I am trying to solve some of the coding challenges that I find online. However I was stopped by the below problem. I tried to solve it using recursion but I feel I am missing a very important concept in recursion. My code works for all of the below examples except the last one it will break down.
Can someone point to me the mistake that I made in this recursion code? Or maybe guide me through solving the issue?
I know why my code breaks but I don't know how to get around the "pass by object reference" in Python which I think creating the bigger problem for me.
The coding question is:
On a mysterious island there are creatures known as Quxes which come in three colors: red, green, and blue. One power of the Qux is that if two of them are standing next to each other, they can transform into a single creature of the third color.
Given N Quxes standing in a line, determine the smallest number of them remaining after any possible sequence of such transformations.

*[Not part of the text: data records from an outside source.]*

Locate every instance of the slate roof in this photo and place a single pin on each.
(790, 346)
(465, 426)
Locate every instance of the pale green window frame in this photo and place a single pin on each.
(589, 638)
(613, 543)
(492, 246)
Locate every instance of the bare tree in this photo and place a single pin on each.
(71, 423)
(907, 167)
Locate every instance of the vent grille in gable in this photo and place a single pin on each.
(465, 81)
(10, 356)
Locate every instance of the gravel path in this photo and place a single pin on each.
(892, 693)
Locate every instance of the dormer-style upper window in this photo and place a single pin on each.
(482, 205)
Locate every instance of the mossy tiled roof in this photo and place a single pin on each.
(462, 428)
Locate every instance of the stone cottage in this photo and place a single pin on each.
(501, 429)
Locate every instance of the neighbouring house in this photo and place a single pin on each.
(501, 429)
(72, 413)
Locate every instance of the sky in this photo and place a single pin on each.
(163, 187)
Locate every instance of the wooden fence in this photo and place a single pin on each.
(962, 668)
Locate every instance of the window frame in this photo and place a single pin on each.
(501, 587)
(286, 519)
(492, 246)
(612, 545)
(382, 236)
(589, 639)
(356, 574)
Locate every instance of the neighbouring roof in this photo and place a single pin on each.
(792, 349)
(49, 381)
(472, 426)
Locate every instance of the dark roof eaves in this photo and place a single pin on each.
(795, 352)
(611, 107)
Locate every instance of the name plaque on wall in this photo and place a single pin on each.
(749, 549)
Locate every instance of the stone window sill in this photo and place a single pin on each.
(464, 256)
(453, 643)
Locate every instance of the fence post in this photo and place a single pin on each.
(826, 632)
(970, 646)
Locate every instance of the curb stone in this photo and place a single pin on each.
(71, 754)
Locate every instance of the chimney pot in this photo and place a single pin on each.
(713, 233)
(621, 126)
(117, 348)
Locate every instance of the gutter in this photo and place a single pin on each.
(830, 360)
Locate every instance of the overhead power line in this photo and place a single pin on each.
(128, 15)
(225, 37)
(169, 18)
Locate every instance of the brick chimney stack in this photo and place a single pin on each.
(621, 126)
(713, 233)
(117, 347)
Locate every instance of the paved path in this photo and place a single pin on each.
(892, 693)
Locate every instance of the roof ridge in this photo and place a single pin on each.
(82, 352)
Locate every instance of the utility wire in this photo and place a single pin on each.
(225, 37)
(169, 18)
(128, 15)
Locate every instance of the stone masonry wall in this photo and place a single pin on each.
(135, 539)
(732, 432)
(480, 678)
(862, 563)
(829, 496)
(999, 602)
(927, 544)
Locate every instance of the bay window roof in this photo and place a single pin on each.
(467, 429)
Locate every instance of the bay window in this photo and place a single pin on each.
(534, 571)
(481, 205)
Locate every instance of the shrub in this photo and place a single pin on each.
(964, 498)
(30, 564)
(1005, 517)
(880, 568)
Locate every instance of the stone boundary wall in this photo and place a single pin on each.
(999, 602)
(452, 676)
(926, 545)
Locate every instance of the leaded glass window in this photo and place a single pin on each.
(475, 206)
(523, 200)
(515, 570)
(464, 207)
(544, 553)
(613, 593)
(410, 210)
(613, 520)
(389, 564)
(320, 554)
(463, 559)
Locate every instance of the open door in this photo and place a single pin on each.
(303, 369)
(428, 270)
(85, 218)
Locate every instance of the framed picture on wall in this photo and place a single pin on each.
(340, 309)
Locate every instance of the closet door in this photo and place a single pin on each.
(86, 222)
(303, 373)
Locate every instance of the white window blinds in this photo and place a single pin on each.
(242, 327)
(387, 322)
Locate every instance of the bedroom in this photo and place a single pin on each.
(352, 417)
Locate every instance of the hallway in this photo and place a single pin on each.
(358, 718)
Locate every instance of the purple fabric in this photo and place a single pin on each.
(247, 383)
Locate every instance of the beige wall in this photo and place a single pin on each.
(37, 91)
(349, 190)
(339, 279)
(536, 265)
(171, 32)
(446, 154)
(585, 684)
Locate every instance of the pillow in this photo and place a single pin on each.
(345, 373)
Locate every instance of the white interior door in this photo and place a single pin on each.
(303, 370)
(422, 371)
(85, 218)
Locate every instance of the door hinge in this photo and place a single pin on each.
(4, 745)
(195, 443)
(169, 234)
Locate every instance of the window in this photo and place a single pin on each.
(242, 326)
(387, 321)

For example, given the input ['R', 'G', 'B', 'G', 'B'], it is possible to end up with a single Qux through the following steps:
Arrangement | Change
----------------------------------------
['R', 'G', 'B', 'G', 'B'] | (R, G) -> B
['B', 'B', 'G', 'B'] | (B, G) -> R
['B', 'R', 'B'] | (R, B) -> G
['B', 'G'] | (B, G) -> R
['R'] |
________________________________________
My code is:
class fusionCreatures(object):
"""Regular Numbers Gen.
"""
def __init__(self , value=[]):
self.value = value
self.ans = len(self.value)
def fusion(self, fus_arr, i):
color = ['R','G','B']
color.remove(fus_arr[i])
color.remove(fus_arr[i+1])
fus_arr.pop(i)
fus_arr.pop(i)
fus_arr.insert(i, color[0])
return fus_arr
def fusionCreatures1(self, arr=None):
# this method is to find the smallest number of creature in a row after fusion
if arr == None:
arr = self.value
for i in range (0,len(arr)-1):
#print(arr)
if len(arr) == 2 and i >= 1 or len(arr)<2:
break
if arr[i] != arr[i+ 1]:
arr1 = self.fusion(arr, i)
testlen = self.fusionCreatures1(arr)
if len(arr) < self.ans:
self.ans = len(arr)
return self.ans
Testing array (all of them work except the last one):
t1 = fusionCreatures(['R','G','B','G','B'])
t2 = fusionCreatures(['R','G','B','R','G','B'])
t3 = fusionCreatures(['R','R','G','B','G','B'])
t4 = fusionCreatures(['G','R','B','R','G'])
t5 = fusionCreatures(['G','R','B','R','G','R','G'])
t6 = fusionCreatures(['R','R','R','R','R'])
t7 = fusionCreatures(['R', 'R', 'R', 'G', 'G', 'G', 'B', 'B', 'B'])
print(t1.fusionCreatures1())
print(t2.fusionCreatures1())
print(t3.fusionCreatures1())
print(t4.fusionCreatures1())
print(t5.fusionCreatures1())
print(t6.fusionCreatures1())
print(t7.fusionCreatures1())
I'll start by mentioning that there is a deductive approach that works in O(n) and is detailed in this blog post. It boils down to checking the parity of the counts of the three types of elements in the list to determine which of a few fixed outcomes occurs.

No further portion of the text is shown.